Also, Clay Men are really only a little stronger than humans, as you, early in your Dangerous career, are able to beat them at arm wrestling and even kill one (when Jack possesses one). So giving those hamfisted stand-ins for racial minorities equal right wouldn’t hurt; in fact, giving them legal protection and protection against discrimination would allow them to have standing in society, giving them legal means of earning a living and a voice in gov.

But the question is, why they would want to do that. If they had equal rights, truly equal rights that made equal to a human in London, they would have virtually no reason to riot.

Huh. Put that way, anything but equal rights seems insane and cruel.

[quote=Isaac Gates]Past grievances (which are many and grievous), backlash from what would definitely be heightened tension with the human population they’d be competing with for employment and space, desire to secede from the empire and govern themselves, bargains struck with a rival power, desire for hegemonic primacy over their physical inferiors, there’s lots of reasons.
edited by Isaac Gates on 11/21/2018[/quote]

These are reasons to riot whether or not one has citizenship.

Also, as to the second point, there’s no in-game text I’m aware of suggesting that Londoners oppose the importation of Clay Men on economic grounds. That is, the human labour pool seems insufficient and/or insufficiently motivated to provide the services rendered by Clay Men. Further, there is text implying London is less populous than before the fall, so at present there is enough space for a considerably larger population.

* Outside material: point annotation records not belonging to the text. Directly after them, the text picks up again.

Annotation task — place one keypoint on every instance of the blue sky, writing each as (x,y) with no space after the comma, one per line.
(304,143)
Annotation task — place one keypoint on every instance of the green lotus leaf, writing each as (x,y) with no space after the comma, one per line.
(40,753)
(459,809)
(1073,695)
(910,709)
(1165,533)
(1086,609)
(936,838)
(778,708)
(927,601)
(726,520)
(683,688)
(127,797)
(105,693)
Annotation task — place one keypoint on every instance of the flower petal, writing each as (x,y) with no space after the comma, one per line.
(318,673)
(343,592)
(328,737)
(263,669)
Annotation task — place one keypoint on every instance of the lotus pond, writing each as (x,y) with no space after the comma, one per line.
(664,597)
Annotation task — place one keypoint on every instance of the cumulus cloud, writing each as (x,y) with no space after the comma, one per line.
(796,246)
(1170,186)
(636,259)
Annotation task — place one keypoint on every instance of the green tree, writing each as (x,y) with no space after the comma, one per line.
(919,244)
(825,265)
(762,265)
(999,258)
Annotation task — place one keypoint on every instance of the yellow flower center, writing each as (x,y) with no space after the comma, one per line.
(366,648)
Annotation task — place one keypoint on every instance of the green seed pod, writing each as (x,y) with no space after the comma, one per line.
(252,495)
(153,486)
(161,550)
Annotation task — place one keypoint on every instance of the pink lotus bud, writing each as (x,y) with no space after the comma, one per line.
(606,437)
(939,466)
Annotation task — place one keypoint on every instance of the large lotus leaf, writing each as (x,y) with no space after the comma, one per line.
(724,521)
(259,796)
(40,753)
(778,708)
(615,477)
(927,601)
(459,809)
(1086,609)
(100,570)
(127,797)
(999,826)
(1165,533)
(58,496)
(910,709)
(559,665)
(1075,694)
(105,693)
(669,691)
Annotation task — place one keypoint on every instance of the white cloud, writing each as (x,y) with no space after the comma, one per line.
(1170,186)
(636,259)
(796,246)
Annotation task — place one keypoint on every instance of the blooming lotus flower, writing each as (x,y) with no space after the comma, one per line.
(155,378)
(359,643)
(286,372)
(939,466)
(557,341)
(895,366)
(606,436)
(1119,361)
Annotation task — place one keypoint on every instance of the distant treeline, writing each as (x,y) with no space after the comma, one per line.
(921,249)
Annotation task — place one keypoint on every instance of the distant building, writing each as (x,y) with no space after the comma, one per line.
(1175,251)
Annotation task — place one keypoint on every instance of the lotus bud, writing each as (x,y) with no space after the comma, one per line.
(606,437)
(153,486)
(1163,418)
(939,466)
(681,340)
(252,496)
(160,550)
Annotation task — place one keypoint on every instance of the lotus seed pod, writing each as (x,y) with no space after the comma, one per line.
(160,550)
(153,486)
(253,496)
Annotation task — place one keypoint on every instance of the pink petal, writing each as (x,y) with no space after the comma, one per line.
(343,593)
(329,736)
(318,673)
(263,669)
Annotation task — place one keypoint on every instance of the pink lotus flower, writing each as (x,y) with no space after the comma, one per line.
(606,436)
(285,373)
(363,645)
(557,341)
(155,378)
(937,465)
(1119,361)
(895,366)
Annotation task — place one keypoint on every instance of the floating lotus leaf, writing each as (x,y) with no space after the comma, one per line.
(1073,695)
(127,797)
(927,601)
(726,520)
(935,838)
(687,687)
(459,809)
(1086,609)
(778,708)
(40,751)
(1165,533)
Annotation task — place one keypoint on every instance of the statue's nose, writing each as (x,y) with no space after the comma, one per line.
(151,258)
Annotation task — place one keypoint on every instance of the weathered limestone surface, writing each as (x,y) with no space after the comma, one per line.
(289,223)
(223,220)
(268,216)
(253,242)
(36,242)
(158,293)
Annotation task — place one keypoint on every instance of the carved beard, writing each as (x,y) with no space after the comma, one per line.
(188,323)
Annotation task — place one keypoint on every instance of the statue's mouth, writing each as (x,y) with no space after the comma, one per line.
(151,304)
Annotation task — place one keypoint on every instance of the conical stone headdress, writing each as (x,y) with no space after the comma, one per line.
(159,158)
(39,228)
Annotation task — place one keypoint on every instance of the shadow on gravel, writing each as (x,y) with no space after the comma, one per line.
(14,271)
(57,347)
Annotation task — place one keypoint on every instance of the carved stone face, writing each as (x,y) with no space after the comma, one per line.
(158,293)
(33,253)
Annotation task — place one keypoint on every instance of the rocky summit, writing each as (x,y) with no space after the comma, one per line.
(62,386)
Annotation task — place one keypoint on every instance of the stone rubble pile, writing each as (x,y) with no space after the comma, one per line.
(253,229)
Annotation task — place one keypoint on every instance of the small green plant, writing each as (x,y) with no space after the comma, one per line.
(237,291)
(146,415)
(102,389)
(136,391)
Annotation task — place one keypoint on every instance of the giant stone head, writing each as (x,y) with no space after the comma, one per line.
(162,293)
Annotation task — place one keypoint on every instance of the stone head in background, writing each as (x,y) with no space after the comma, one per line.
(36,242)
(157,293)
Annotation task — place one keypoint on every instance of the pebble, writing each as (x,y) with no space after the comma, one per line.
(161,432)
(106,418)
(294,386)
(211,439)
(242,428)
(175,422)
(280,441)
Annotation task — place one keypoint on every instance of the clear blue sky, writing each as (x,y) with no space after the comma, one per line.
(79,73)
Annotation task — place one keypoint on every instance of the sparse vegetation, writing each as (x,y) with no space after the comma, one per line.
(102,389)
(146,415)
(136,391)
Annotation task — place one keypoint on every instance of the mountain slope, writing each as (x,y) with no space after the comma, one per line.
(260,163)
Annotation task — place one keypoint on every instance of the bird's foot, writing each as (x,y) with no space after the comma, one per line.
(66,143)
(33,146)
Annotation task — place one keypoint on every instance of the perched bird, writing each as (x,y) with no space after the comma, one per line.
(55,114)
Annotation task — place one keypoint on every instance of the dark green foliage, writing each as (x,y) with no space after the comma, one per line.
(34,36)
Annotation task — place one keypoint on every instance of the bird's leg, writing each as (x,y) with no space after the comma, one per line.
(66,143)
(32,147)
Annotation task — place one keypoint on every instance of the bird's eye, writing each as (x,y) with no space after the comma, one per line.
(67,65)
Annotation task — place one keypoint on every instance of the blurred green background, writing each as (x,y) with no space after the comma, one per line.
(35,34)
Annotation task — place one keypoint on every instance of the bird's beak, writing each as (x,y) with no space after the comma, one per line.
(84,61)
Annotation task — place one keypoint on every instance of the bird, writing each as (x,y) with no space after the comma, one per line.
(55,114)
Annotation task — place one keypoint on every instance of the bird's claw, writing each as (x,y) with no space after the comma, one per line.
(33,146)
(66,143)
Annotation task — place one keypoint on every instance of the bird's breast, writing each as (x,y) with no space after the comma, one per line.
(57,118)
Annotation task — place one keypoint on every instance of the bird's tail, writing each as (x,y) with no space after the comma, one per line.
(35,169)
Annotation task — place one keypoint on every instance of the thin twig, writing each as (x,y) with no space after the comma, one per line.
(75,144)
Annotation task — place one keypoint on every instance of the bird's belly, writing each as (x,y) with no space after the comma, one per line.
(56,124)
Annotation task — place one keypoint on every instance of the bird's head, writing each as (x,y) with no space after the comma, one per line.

Edit: Ooops, some Dockers don’t like Clay Men impinging on their labour.
edited by Lady Sapho Byron on 11/21/2018

It would be. This is an urban population, so not very geared towards manual labor, and there is no immigration from the colonies so…

[quote=Isaac Gates]Equating the relationship between Clay Men and the KWHH to a child & their parents seems like a false equivalency.

When two people conceive a child they’re effectively creating a younger version of themselves- meaning a being with: needs, wants & potential equal to their own. This is not the case with the Clay Men & the KWHH… the more apt comparison would be: homunculus & alchemist. They’re objectively lesser beings, a small portion of a greater whole split off and sold to pay the KWHH’s debts.[/quote]It is a false equivalency, in my opinion, but not for the reasons you suggest, as your premises are flawed. While describing children as younger forms of their forebears, with equal needs, wants, and potential, this is not necessarily true. The needs and wants of children are shaped by their environment, while potential derives from the inheritance of genes from both parents. While the vast majority of DNA will be the same for all humans - and, in this sense, relative to a species like the Clay Men, individual humans have much closer needs, wants, and potential - the individual variation from human to human is far greater than can simply be dismissed with flowery language.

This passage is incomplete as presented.